Digitalisering is een ontwikkeling die inhoudt dat informatie- en communicatietechnologie (ICT), en daarmee dus ook digitale datastromen, op steeds meer plaatsen en op steeds meer manieren een rol spelen in ons dagelijks leven. Digitalisering is niet enkel de productie, verspreiding en ingebruikname van ICT-apparatuur. Het omvat ook de ontwikkeling en verspreiding van een geestelijke gesteldheid die daarbij past: een vorm van rationeel denken die Marcuse in zijn De eendimensionale mens (1968) ‘techno-logie’ heeft genoemd. De term ‘techno-logie’ (met koppelteken) verwijst bij Marcuse naar het beredenerend en berekenend denken waarop de moderne techniek is geschoeid en waarmee de leefwereld instrumentalistisch tegemoet wordt getreden. Zo’n denkwijze is onlosmakelijk onderdeel van ons technologisch complex. Illustratief daarvoor is bijvoorbeeld de discussie over de vraag of algoritmen wel of juist niet de basis moeten zijn voor beslissingen die worden gemaakt door bijvoorbeeld de politie of de rechtspraak.
De digitalisering van onze samenleving heeft grote gevolgen. Ze doorbreekt bijvoorbeeld niet zelden bestaande en gevestigde logica’s. Daarmee is zij zowel een uitdaging voor gevestigde theorieën aangaande veiligheid als een uitdaging voor de praktijk van veiligheidszorg. Sociale media bijvoorbeeld zijn versnellers voor het uitwisselen van emoties en betekenissen. De massaliteit van ‘dataficatie’ en de daarmee gepaard gaande nieuwe sociotechnologische dynamieken leveren veel nieuwe vragen op. Veel organisaties, ook in het veiligheidsdomein, hebben moeite met de lastig voorspelbare wijze waarop burgers zich via internet informeren, anderen beïnvloeden en acties op gang brengen, al dan niet legaal. Tegelijk worstelen organisaties in het veiligheidsdomein met de vraag hoe zij zelf de nieuwe technologische mogelijkheden in hun voordeel kunnen benutten.

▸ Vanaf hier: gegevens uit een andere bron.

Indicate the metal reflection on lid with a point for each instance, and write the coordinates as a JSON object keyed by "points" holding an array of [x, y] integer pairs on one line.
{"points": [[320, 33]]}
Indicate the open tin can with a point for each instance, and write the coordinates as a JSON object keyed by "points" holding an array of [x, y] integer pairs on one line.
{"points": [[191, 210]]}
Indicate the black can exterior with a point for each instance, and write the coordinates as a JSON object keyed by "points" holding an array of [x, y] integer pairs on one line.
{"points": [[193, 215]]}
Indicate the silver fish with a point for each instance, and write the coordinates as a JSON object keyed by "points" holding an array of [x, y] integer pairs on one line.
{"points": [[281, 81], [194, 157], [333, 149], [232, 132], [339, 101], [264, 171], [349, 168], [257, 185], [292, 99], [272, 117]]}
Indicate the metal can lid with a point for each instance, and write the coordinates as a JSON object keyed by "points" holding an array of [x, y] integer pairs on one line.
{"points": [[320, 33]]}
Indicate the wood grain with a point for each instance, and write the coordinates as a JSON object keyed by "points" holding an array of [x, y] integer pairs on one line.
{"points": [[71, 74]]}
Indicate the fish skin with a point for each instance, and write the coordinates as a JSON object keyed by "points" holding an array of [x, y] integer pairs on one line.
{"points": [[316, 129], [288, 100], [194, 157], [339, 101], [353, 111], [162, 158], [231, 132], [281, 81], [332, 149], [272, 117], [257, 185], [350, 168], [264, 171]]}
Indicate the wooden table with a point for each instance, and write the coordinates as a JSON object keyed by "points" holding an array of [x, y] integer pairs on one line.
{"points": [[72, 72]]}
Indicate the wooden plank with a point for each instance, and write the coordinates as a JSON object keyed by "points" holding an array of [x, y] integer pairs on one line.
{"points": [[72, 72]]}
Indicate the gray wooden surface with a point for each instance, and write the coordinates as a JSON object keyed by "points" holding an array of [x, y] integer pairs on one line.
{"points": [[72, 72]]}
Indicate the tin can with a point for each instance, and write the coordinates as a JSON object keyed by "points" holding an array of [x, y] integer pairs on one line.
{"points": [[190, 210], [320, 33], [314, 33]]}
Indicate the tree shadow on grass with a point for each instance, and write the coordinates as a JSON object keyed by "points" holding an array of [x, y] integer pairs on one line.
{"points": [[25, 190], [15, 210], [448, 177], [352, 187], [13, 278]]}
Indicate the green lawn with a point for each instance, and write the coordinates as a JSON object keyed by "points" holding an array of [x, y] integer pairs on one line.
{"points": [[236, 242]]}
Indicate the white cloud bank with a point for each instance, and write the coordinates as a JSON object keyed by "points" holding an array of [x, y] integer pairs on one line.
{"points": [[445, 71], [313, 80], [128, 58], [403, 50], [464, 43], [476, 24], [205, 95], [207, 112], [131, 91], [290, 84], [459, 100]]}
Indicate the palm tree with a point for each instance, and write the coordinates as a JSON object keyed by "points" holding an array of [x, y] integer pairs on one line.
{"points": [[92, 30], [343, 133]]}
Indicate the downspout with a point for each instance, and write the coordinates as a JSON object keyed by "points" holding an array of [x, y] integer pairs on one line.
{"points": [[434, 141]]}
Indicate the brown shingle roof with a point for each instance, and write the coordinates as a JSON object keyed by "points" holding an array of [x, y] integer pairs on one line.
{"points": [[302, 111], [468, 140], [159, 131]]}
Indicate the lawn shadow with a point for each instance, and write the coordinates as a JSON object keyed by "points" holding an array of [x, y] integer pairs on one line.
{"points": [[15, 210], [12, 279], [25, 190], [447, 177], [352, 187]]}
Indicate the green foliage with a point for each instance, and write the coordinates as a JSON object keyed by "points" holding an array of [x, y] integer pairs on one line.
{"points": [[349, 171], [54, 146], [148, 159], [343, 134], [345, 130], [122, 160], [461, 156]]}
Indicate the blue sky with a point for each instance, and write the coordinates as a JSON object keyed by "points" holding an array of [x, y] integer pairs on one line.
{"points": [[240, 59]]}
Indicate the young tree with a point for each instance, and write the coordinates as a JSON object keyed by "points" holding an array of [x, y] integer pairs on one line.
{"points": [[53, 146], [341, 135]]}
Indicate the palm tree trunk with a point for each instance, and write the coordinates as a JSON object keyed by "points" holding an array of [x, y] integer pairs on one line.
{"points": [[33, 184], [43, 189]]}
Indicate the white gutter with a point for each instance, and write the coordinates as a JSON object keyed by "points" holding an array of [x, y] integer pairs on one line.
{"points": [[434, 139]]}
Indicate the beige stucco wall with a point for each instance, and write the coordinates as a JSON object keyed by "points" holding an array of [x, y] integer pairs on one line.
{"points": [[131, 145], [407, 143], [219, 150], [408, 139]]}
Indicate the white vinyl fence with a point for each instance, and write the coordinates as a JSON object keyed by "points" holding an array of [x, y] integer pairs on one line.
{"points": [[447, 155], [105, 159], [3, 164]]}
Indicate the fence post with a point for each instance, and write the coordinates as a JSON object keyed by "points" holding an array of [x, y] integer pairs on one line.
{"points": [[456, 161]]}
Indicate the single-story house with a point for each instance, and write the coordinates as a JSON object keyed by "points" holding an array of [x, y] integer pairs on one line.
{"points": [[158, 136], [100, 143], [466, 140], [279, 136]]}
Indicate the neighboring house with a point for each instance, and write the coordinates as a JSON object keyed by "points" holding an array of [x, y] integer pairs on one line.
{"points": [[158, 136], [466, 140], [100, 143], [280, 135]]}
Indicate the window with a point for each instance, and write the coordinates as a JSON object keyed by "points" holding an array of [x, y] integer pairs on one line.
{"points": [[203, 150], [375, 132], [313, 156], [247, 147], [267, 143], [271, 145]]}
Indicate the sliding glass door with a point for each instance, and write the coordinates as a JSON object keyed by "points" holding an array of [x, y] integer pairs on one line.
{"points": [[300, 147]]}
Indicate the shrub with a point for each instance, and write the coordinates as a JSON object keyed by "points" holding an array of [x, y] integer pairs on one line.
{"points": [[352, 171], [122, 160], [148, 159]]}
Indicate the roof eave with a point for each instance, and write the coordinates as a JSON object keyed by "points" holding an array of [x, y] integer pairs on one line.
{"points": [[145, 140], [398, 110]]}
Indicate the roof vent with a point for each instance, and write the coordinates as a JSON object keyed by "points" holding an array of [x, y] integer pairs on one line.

De titel van dit themanummer ‘Veiligheid in een digitaliserende samenleving’ verwijst dus naar het effectief beschermen van mensen tegen aantasting van hun lichamelijke en geestelijke integriteit in een samenleving waarin ICT en dus ook techno-logie en nieuwe vormen van sociotechnologische dynamieken op steeds meer plaatsen en op steeds meer manieren een rol spelen in het dagelijks leven. Veiligheid is een van onze grootste maatschappelijke zorgen, naast bijvoorbeeld gezondheid, ouderenzorg, diversiteit en werkgelegenheid, en dus is de vraag wat digitalisering betekent voor onze veiligheid een van de hoofdvragen waarvoor de digitalisering ons stelt. Eén aspect daarvan is dat digitalisering resulteert in steeds meer verbindingen tussen maatschappelijke gebieden. De vraag is wat dat betekent voor veiligheid en veiligheidszorg. Een ander aspect is dat onze samenleving technologischer wordt en steeds meer tekenen van virtualiteit vertoont, en dat roept de vraag op of oude principes in veiligheid en veiligheidszorg nog wel stand houden. Houdt onze wetgeving bijvoorbeeld de ontwikkelingen wel bij?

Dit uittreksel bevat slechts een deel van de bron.